A partire dal trionfo a Cannes fino a quello agli Oscar, si è fatto un gran parlare (meritatamente) di “Parasite”. Un film non esente da difetti che, grazie a una brillante messa in scena della moderna lotta di classe, si è imposto come fenomeno internazionale e modello di cinema da imitare.
Anche “Shoplifters” ha vinto la Palma d’oro, l’anno prima. Pur partendo da presupposti simili a quelli di “Parasite”, mettendo in scena sobborghi giapponesi devastati dall’urbanizzazione selvaggia e popolati da ceti bassi dove l’inganno è all’ordine del giorno, propone però una forma cinematografica completamente diversa da quella di Joon-ho, lontanissima dal frenetico spettacolo Hollywoodiano, vicina invece al vecchio neorealismo.

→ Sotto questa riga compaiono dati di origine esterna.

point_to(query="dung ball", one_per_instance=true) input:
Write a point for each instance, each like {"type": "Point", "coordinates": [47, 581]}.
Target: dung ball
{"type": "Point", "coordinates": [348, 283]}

Se non si hanno problemi con lentezza atavica, dialoghi abbozzati, interni angusti e assenza di trama quasi totale (gli accadimenti veri e propri e le rivelazioni sono ridotti all’ultimo quarto di film), la potenza della descrizione della povertà , della sua brutalità e della sua poetica dolcezza, operata da “Shoplifter” lascia davvero di stucco.
Se ne è parlato troppo di meno di “Parasite” ed è un peccato.